Lab study finds paints in India have unacceptable levels of toxic lead | Centre for Science and Environment


Lab study finds paints in India have unacceptable levels of toxic lead

Questions use of other chemicals in our common household products, as government does not set any standards

  • CSE laboratory tests twice – in 2008 and 2009 – to check for toxic lead content in household paints. Finds Indian paints contain high and unacceptable amounts of lead – breaching the voluntary standard set by the Bureau of Indian Standards

  • 72 per cent of the samples contained lead levels much higher than the BIS limit. Shalimar Paints’ Superlac brand had the highest amount

  • Lead in paints has been indicted for being a silent epidemic – exposure can even lower IQ in children, say scientific studies

  • CSE study says weak regulatory control the real culprit. India has only a voluntary standard for lead in paint, which companies don’t meet
  • Paint is an example of the many other household products – from detergents to cleaners – we use, but which can be toxic

New Delhi, August 17, 2009: The paints used in Indian homes come with a deadly health cost. Most of the popular brands of paints contain high quantities of lead, a toxin especially dangerous for children -- says a latest study done by Centre for Science and Environment (CSE).

Over 2008 and 2009, CSE’s Pollution Monitoring Laboratory tested these brands for their lead content. It found 72 per cent of the samples had lead much higher than the voluntary limit specified by the Bureau of Indian Standards (BIS). There is no mandatory standard for lead levels in paints in the country.

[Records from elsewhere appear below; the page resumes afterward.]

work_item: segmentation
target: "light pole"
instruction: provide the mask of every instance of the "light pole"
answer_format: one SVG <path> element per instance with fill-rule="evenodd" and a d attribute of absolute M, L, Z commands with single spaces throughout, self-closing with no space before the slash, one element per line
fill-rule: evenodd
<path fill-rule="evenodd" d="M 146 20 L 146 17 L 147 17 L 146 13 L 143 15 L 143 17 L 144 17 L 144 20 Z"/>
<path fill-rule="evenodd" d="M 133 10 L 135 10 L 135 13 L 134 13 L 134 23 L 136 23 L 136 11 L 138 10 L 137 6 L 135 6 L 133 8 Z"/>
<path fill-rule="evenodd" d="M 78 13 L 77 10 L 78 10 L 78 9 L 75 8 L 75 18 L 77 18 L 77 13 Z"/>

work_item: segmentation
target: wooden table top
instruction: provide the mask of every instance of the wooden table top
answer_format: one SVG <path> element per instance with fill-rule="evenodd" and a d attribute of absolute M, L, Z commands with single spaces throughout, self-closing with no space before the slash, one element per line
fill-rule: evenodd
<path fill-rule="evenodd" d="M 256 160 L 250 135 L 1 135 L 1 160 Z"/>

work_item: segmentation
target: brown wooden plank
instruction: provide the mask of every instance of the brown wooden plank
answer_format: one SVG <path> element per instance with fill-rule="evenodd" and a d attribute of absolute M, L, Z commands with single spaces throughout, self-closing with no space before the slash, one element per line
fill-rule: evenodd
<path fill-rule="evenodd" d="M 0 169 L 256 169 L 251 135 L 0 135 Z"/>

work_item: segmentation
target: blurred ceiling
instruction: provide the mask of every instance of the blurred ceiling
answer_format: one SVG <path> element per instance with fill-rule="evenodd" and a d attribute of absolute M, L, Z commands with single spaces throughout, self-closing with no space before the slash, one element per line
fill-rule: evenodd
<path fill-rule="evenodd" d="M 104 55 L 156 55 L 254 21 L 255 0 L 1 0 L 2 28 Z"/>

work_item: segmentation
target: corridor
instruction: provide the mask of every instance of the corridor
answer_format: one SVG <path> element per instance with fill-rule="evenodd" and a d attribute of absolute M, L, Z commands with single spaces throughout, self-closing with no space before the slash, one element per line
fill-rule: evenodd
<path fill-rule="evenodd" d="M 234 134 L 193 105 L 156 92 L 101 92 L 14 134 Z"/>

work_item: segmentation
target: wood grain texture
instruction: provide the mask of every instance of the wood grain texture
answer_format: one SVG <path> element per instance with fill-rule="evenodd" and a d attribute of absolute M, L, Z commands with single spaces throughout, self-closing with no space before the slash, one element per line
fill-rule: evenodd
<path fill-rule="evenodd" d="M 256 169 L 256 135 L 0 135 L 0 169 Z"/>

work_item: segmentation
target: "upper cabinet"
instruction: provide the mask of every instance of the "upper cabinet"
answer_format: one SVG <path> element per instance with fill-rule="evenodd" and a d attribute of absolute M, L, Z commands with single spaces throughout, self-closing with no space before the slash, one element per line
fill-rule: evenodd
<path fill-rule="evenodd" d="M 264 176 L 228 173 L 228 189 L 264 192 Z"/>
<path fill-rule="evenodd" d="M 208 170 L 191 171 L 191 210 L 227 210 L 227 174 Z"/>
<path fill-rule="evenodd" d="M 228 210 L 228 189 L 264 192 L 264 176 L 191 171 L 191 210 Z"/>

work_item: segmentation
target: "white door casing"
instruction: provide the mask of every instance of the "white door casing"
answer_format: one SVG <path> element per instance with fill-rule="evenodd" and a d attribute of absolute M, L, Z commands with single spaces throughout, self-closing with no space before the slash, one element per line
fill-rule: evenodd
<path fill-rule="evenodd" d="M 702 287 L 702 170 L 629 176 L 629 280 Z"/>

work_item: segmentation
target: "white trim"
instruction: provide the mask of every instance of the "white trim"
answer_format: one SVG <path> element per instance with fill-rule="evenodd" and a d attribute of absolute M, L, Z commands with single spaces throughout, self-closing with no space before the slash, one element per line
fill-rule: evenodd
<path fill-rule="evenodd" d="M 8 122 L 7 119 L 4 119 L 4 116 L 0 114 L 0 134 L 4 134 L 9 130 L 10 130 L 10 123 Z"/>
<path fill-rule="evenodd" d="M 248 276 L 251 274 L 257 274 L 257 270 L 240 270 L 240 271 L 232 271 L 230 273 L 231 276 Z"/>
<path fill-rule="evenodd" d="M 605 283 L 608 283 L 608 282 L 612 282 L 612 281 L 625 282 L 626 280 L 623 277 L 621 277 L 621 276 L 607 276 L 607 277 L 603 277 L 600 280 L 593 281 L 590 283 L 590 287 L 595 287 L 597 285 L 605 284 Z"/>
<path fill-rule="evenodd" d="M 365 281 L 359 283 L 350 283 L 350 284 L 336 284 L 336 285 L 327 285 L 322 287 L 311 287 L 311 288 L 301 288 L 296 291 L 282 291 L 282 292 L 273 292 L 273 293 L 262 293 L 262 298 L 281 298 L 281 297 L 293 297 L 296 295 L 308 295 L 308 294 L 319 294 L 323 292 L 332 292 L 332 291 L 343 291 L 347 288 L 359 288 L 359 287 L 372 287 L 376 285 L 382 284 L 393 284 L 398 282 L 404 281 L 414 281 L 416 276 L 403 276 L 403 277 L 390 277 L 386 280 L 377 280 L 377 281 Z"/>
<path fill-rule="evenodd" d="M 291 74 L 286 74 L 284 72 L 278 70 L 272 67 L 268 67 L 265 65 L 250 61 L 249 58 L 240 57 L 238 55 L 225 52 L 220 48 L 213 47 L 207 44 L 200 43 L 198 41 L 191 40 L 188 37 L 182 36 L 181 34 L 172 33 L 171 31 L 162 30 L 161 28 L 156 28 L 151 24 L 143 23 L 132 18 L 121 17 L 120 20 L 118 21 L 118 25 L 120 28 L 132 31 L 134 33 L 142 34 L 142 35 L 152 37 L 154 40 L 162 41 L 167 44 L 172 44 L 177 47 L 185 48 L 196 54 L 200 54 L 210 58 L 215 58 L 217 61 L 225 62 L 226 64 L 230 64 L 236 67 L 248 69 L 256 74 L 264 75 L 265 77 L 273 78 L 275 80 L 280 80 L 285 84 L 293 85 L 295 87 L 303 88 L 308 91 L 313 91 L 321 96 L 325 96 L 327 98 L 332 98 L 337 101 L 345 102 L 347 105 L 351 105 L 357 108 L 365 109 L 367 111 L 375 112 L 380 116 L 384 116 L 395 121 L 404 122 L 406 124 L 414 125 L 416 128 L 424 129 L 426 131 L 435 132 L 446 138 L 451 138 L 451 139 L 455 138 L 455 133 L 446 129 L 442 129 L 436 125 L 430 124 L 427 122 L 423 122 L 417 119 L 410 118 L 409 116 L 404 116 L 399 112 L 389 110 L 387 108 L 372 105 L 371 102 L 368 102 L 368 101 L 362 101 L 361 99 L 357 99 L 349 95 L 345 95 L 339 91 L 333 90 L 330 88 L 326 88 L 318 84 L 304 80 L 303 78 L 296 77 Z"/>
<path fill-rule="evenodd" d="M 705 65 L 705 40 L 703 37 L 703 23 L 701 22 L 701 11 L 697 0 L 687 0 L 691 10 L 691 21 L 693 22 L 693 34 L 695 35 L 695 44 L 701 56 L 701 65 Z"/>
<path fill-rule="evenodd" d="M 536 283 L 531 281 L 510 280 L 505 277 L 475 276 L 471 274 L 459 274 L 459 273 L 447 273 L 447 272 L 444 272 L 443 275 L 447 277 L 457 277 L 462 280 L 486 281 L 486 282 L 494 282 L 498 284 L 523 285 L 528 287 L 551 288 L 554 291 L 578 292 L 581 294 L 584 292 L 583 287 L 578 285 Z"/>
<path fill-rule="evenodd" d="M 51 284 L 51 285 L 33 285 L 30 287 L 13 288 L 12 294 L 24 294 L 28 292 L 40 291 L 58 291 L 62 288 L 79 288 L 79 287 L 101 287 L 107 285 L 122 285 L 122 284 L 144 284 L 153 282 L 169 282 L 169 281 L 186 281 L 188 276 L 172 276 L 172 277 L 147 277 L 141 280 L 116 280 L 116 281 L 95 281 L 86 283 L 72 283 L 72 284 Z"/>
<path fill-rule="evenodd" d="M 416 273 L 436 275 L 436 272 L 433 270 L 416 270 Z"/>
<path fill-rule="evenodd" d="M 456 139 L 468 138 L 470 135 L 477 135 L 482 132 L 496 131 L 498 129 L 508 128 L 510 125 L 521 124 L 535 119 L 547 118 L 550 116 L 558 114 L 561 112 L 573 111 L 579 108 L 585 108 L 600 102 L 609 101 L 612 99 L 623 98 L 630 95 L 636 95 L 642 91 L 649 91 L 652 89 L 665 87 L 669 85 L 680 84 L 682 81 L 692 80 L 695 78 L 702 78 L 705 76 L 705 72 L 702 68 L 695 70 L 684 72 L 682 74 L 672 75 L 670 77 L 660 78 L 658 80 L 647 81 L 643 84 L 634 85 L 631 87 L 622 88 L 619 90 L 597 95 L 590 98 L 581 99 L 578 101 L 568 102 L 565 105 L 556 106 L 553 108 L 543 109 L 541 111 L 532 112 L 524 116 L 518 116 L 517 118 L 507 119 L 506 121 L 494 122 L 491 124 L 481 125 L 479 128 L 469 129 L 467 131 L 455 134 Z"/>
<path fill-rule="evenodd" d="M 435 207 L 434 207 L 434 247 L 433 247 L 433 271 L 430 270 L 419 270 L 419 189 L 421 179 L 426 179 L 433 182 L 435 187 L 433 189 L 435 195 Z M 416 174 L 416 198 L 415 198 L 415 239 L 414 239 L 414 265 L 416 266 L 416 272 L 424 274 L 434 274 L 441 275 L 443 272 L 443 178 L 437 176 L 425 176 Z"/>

Says Sunita Narain, director, CSE: “Every moment, we are building a stock of unwanted, toxic chemicals in our bodies. Lead from our house paints is one of them. It’s deadly
because it can lower children’s IQ.”

CSE’s lab has a series of ground-breaking pollution studies to its credit. In 2001, it had tested endosulphan residues from environment and human samples in Kasaragod district in Kerala. In 2003 and 2006, pesticide residue tests were carried out on bottled water and soft drinks, while blood samples of farmers in Punjab were tested for pesticides residues in 2005. The lab’s most recent study was on transfat levels in cooking oils, done in February 2009.